Dropout principle of activating function of neural network batchnormalization code implementation

Source: Internet
Author: User
activation functions of neural networks (Activation function)

This blog is only for the author to record the use of notes, there are many details of the wrong place.

Also hope that you crossing can forgive, welcome criticism correct.

More related blog please poke: http://blog.csdn.net/cyh_24

If you want to reprint, please attach this article link: http://blog.csdn.net/cyh_24/article/details/50593400

In daily coding, we will naturally use some activation functions, such as: Sigmoid, Relu, and so on. But I seem to have forgotten to ask myself one (n) thing: Why you need to activate a function. What are the activation functions. What they look like. What are the pros and cons. How to choose the activation function.

This article is based on these issues, welcome criticism.


(There is no egg in this picture, purely to install x ...) Why use activation functions?

The activation function usually has the following properties: nonlinearity: When the activation function is linear, a two-layer neural network can approximate almost all functions. However, if the activation function is an identity activation function (i.e. f (x) =x), this property is not satisfied, and if MLP is using an identity activation function, then the entire network is equivalent to a single-layer neural network. Micro-Usability: This property is necessary when the optimization method is based on the gradient. Monotonicity: When the activation function is monotonous, a single-layer network can be guaranteed to be a convex function. F (x) ≈x: When the activation function satisfies this property, if the initialization of the parameter is a small value of random, then the training of the neural network will be very efficient, and if this property is not satisfied then it is necessary to set the initial value very carefully. Range of output values: When the activation function output value is limited, the gradient-based optimization method is more stable, because the representation of the feature is more significantly affected by the finite weights, and when the output of the activation function is infinite, the training of the model is more efficient, but in this case, smaller learning rate is generally required. .

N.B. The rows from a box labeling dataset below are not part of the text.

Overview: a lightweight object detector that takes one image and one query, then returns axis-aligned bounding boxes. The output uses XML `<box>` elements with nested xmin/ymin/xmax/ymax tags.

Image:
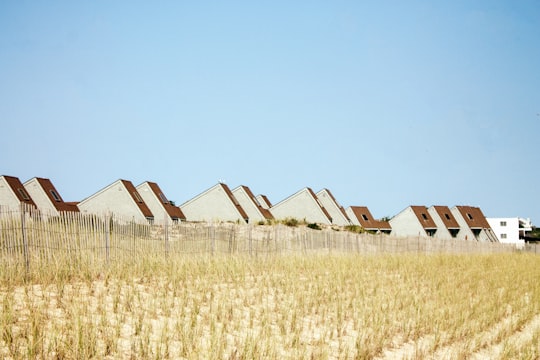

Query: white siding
<box><xmin>184</xmin><ymin>184</ymin><xmax>245</xmax><ymax>223</ymax></box>
<box><xmin>389</xmin><ymin>207</ymin><xmax>428</xmax><ymax>236</ymax></box>
<box><xmin>0</xmin><ymin>176</ymin><xmax>21</xmax><ymax>211</ymax></box>
<box><xmin>345</xmin><ymin>206</ymin><xmax>360</xmax><ymax>226</ymax></box>
<box><xmin>136</xmin><ymin>182</ymin><xmax>171</xmax><ymax>224</ymax></box>
<box><xmin>428</xmin><ymin>206</ymin><xmax>456</xmax><ymax>240</ymax></box>
<box><xmin>486</xmin><ymin>217</ymin><xmax>525</xmax><ymax>244</ymax></box>
<box><xmin>316</xmin><ymin>189</ymin><xmax>351</xmax><ymax>226</ymax></box>
<box><xmin>78</xmin><ymin>180</ymin><xmax>146</xmax><ymax>221</ymax></box>
<box><xmin>232</xmin><ymin>186</ymin><xmax>266</xmax><ymax>224</ymax></box>
<box><xmin>23</xmin><ymin>178</ymin><xmax>59</xmax><ymax>216</ymax></box>
<box><xmin>270</xmin><ymin>188</ymin><xmax>331</xmax><ymax>225</ymax></box>
<box><xmin>255</xmin><ymin>195</ymin><xmax>270</xmax><ymax>210</ymax></box>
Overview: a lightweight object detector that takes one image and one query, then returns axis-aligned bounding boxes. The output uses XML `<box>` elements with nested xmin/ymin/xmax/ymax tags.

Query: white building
<box><xmin>232</xmin><ymin>185</ymin><xmax>274</xmax><ymax>224</ymax></box>
<box><xmin>23</xmin><ymin>177</ymin><xmax>79</xmax><ymax>216</ymax></box>
<box><xmin>270</xmin><ymin>187</ymin><xmax>332</xmax><ymax>225</ymax></box>
<box><xmin>136</xmin><ymin>181</ymin><xmax>186</xmax><ymax>223</ymax></box>
<box><xmin>389</xmin><ymin>205</ymin><xmax>437</xmax><ymax>237</ymax></box>
<box><xmin>180</xmin><ymin>183</ymin><xmax>249</xmax><ymax>223</ymax></box>
<box><xmin>77</xmin><ymin>180</ymin><xmax>154</xmax><ymax>221</ymax></box>
<box><xmin>315</xmin><ymin>189</ymin><xmax>351</xmax><ymax>226</ymax></box>
<box><xmin>450</xmin><ymin>205</ymin><xmax>498</xmax><ymax>242</ymax></box>
<box><xmin>0</xmin><ymin>175</ymin><xmax>36</xmax><ymax>212</ymax></box>
<box><xmin>486</xmin><ymin>217</ymin><xmax>532</xmax><ymax>245</ymax></box>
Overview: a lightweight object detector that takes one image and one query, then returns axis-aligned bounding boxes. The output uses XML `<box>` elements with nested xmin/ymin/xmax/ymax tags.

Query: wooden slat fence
<box><xmin>0</xmin><ymin>204</ymin><xmax>540</xmax><ymax>268</ymax></box>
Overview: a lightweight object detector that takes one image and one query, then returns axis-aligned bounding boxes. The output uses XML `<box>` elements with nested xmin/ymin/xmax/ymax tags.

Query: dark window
<box><xmin>159</xmin><ymin>193</ymin><xmax>169</xmax><ymax>204</ymax></box>
<box><xmin>133</xmin><ymin>191</ymin><xmax>143</xmax><ymax>203</ymax></box>
<box><xmin>18</xmin><ymin>189</ymin><xmax>30</xmax><ymax>200</ymax></box>
<box><xmin>49</xmin><ymin>190</ymin><xmax>62</xmax><ymax>201</ymax></box>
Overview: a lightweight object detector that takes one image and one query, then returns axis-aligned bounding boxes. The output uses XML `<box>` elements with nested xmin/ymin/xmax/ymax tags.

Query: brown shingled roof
<box><xmin>121</xmin><ymin>180</ymin><xmax>154</xmax><ymax>218</ymax></box>
<box><xmin>148</xmin><ymin>181</ymin><xmax>186</xmax><ymax>221</ymax></box>
<box><xmin>36</xmin><ymin>177</ymin><xmax>79</xmax><ymax>212</ymax></box>
<box><xmin>220</xmin><ymin>183</ymin><xmax>249</xmax><ymax>221</ymax></box>
<box><xmin>241</xmin><ymin>185</ymin><xmax>274</xmax><ymax>219</ymax></box>
<box><xmin>3</xmin><ymin>175</ymin><xmax>37</xmax><ymax>208</ymax></box>
<box><xmin>259</xmin><ymin>194</ymin><xmax>272</xmax><ymax>208</ymax></box>
<box><xmin>324</xmin><ymin>189</ymin><xmax>351</xmax><ymax>221</ymax></box>
<box><xmin>307</xmin><ymin>188</ymin><xmax>332</xmax><ymax>222</ymax></box>
<box><xmin>433</xmin><ymin>205</ymin><xmax>459</xmax><ymax>229</ymax></box>
<box><xmin>456</xmin><ymin>206</ymin><xmax>491</xmax><ymax>229</ymax></box>
<box><xmin>351</xmin><ymin>206</ymin><xmax>392</xmax><ymax>230</ymax></box>
<box><xmin>411</xmin><ymin>206</ymin><xmax>437</xmax><ymax>229</ymax></box>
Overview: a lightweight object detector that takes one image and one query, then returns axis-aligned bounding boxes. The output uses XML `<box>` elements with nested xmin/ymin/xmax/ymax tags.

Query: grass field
<box><xmin>0</xmin><ymin>253</ymin><xmax>540</xmax><ymax>359</ymax></box>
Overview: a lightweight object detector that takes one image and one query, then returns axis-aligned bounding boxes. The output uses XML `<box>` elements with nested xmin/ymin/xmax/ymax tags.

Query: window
<box><xmin>159</xmin><ymin>193</ymin><xmax>169</xmax><ymax>204</ymax></box>
<box><xmin>18</xmin><ymin>189</ymin><xmax>30</xmax><ymax>200</ymax></box>
<box><xmin>49</xmin><ymin>190</ymin><xmax>62</xmax><ymax>201</ymax></box>
<box><xmin>133</xmin><ymin>191</ymin><xmax>143</xmax><ymax>203</ymax></box>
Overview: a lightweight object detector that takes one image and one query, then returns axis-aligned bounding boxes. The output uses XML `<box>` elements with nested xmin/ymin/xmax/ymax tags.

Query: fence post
<box><xmin>248</xmin><ymin>224</ymin><xmax>253</xmax><ymax>256</ymax></box>
<box><xmin>105</xmin><ymin>214</ymin><xmax>112</xmax><ymax>265</ymax></box>
<box><xmin>163</xmin><ymin>213</ymin><xmax>169</xmax><ymax>258</ymax></box>
<box><xmin>210</xmin><ymin>222</ymin><xmax>216</xmax><ymax>255</ymax></box>
<box><xmin>21</xmin><ymin>204</ymin><xmax>30</xmax><ymax>275</ymax></box>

These properties are precisely why we use the activation function. Activation Functions. Sigmoid

Sigmoid is a commonly used non-linear activation function, and its mathematical form is as follows:
F (x) =11+e−x

As mentioned in the previous section, it is able to "compress" the continuous real value of the input to between 0 and 1.
In particular, if it is a very large negative number, then the output is 0; if it is a very large positive number, the output is 1.
The sigmoid function has been used a lot, but in recent years, fewer people have used it. Mainly because of its disadvantages: sigmoids saturate and kill gradients. (How does the word saturate translate?) Saturated. Sigmoid has a very fatal disadvantage, when the input is very large or very small (saturation), the gradient of these neurons is close to 0, from the figure can be seen in the gradient trend. Therefore, you need to pay particular attention to the initial values of the parameters to avoid saturation situations as much as possible. If your initial value is large, most neurons may be in a saturation state and kill gradient, which can cause the network to become difficult to learn. The output of Sigmoid is not a 0-mean value. This is undesirable, as this causes the next layer of neurons to receive input from a non-0 mean signal of the previous layer output.
One result is that if the data enters the neuron it is positive (e.g. X>0 elementwise in F=wtx+b), then the gradient calculated by W will always be positive.
Of course, if you are training by batch, then the batch may get a different signal, so the problem can be mitigated. Therefore, the problem of non-0 mean is much better than the kill gradients problem mentioned above, although it has some bad effects. Tanh

Tanh is the image on the right, you can see that tanh and sigmoid still very much like, in fact, Tanh is the transformation of sigmoid:
Tanh (x) =2si

Contact Us

The content source of this page is from Internet, which doesn't represent Alibaba Cloud's opinion; products and services mentioned on that page don't have any relationship with Alibaba Cloud. If the content of the page makes you feel confusing, please write us an email, we will handle the problem within 5 days after receiving your email.

If you find any instances of plagiarism from the community, please send an email to: info-contact@alibabacloud.com and provide relevant evidence. A staff member will contact you within 5 working days.

A Free Trial That Lets You Build Big!

Start building with 50+ products and up to 12 months usage for Elastic Compute Service

  • Sales Support

    1 on 1 presale consultation

  • After-Sales Support

    24/7 Technical Support 6 Free Tickets per Quarter Faster Response

  • Alibaba Cloud offers highly flexible support services tailored to meet your exact needs.